Department of Human Pathology, Tokyo Medical and Dental University, Yushima 1-5-45, Tokyo, 113-8519, Japan.
Gastric Cancer. 2013 Apr;16(2):220-32. doi: 10.1007/s10120-012-0173-2. Epub 2012 Aug 4.
Gastric "crawling-type" adenocarcinoma (CTAC) is a neoplasm histologically comprising irregularly fused glands with low-grade cellular atypia that tends to spread laterally in the mucosa. It is necessary to elucidate the clinicopathological characteristics of CTAC.
We evaluated 25 CTACs-16 intramucosal (M-) and 9 submucosal invasive (SM-) cancers-clinicopathologically and immunohistochemically.
CTAC was most frequently located in the lesser curvature of the middle-third of the stomach.
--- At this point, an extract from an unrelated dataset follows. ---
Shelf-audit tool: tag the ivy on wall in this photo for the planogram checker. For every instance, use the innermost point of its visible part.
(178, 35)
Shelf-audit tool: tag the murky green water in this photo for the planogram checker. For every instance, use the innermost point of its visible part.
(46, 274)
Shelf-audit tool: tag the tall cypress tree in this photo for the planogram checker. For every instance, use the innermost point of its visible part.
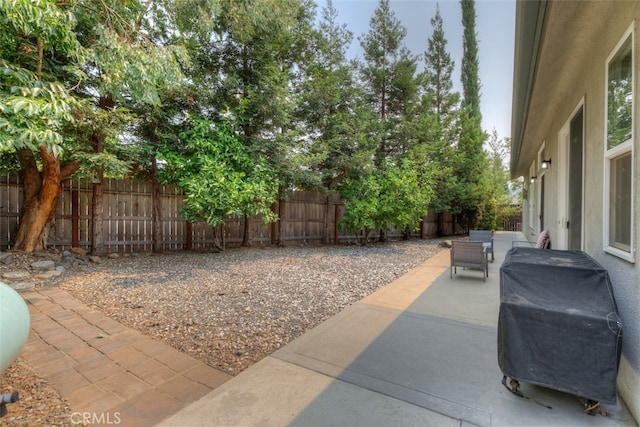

Macroscopically, 21 lesions were superficial-depressed and 4 were superficial-flat type. Histologically, all CTACs had cystic dilated glands and 16 lesions had focal signet-ring cells. All invasive areas of the SM-CTACs were occupied by poorly differentiated adenocarcinoma with an infiltrative growth pattern and abundant stroma. Fifteen CTACs were surrounded by mucosa with partial or no intestinal metaplasia. In the intramucosal area, 24 lesions were mixed phenotype with mucin and brush border immunoexpression. SM-CTAC was frequent in lesions with an intramucosal poorly differentiated component (PDC) greater than 10 mm in size (P = 0.041), and lymph node metastasis (LNM) was frequent in lesions with a PDC greater than 20 mm (P = 0.039). The frequency of an expanded pattern (Ki-67-positive cells occupying > 50 % of the mucosa) was higher in SM-CTAC than in M-CTAC (P = 0.027). p53 overexpression was not detected in the intramucosal areas of any of the lesions.
CTAC is a distinct subgroup of gastric adenocarcinoma in the early phase. A larger PDC and a Ki-67 expanded pattern were predictive of submucosal invasion or LNM.
胃“爬行型”腺癌(CTAC)是一种组织学上由不规则融合腺体组成的肿瘤,具有低度细胞异型性,倾向于在黏膜内侧向扩散。有必要阐明 CTAC 的临床病理特征。
我们对 25 例 CTAC(16 例黏膜内(M-)和 9 例黏膜下浸润(SM-)癌)进行了临床病理和免疫组织化学评估。
CTAC 最常位于胃中三分之一的小弯侧。大体上,21 处病变为浅表凹陷型,4 处为浅表平坦型。组织学上,所有 CTAC 均有囊性扩张的腺体,16 例病变有局灶性印戒细胞。SM-CTAC 的所有浸润性区域均由分化不良的腺癌占据,呈浸润性生长模式,基质丰富。15 例 CTAC 被部分或无肠上皮化生的黏膜包围。在黏膜内区域,24 例病变呈混合表型,有黏蛋白和刷状缘免疫表达。SM-CTAC 常见于黏膜内低分化成分(PDC)大于 10mm 的病变(P=0.041),且有淋巴结转移(LNM)的病变PDC 大于 20mm (P=0.039)。在 SM-CTAC 中,Ki-67 阳性细胞占黏膜>50%的扩张模式的频率高于 M-CTAC(P=0.027)。在任何病变的黏膜内区域均未检测到 p53 过表达。
CTAC 是胃腺癌的一个早期独特亚群。较大的 PDC 和 Ki-67 扩张模式预测黏膜下浸润或 LNM。